Bundeskanzler Gerhard Schröder (SPD) setzte sich bereits am Sonntag Abend in der ARD für ein Bündnis zwischen Union und SPD ein. "Ich bin dafür, dass diese Koalition zu Stande kommt, ich werde alles dafür tun, damit sie zu Stande kommt," sagte er.

Am Montag legte dann die CDU-Vorsitzende und Kanzlerkandidatin der Union Angela Merkel drei Punkte vor, die sie als "Voraussetzungen" für die Aufnahme von Koalitionsverhandlungen mit der SPD bezeichnete. Gleichzeitig entwickelte der CSU-Vorsitzende Edmund Stoiber in der Bild -Zeitung inhaltliche Vorstellungen über das Regierungsprogramm einer großen Koalition.

Stoiber, der sich bisher nicht festgelegen wollte, ob er als Ministerpräsident in Bayern bleibt oder als Regierungsmitglied nach Berlin geht, werde sich als Minister an einer großen Koalition beteiligen, verlautete aus München.

Nach wie vor umstritten ist die Frage, wer in einer großen Koalition den Kanzler stellt. CDU und CSU, die nach dem vorläufigen Wahlergebnis drei Parlamentssitze mehr haben als die SPD, beharren darauf, dass Angela Merkel dieses Amt übernimmt. Die Anerkennung ihres Anspruchs auf das Kanzleramt ist eine der drei Voraussetzungen, die Merkel für die Aufnahme von Koalitionsverhandlungen angeführt hat.

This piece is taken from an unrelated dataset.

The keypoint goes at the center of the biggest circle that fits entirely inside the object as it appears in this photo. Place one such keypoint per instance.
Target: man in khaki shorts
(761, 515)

Diese Frage ist von erheblicher Bedeutung, da der Bundeskanzler laut Verfassung über die Richtlinienkompetenz verfügt. Er ist also nicht an Kabinettsbeschlüsse gebunden, sondern kann den anderen Regierungsmitgliedern die Richtlinien der Politik verbindlich vorgeben.

Die SPD hält bisher öffentlich daran fest, dass Gerhard Schröder Kanzler bleiben müsse. Schröders Aussage, er werde "alles" tun, damit eine große Koalition zustande komme, wird allerdings als Indiz gewertet, dass er schrittweise von seinem Anspruch auf das Kanzleramt abrückt. Schröder sagte in der ARD, er sei zuversichtlich, dass der Streit um die Kanzlerschaft gelöst werde, "aber sinnvollerweise doch erst, wenn klar ist, die wollen sich wirklich einigen".

Am Wochenende brachte die SPD auch eine sogenannte israelische Lösung ins Gespräch. Schröder solle nach dem Vorbild von Schimon Peres (Arbeitspartei) und Izchak Schamir (Likud) für zwei Jahre oder 18 Monate Kanzler bleiben und dann das Amt an Merkel übergeben. Doch auch dieser Vorschlag stieß in der Union auf strikte Ablehnung.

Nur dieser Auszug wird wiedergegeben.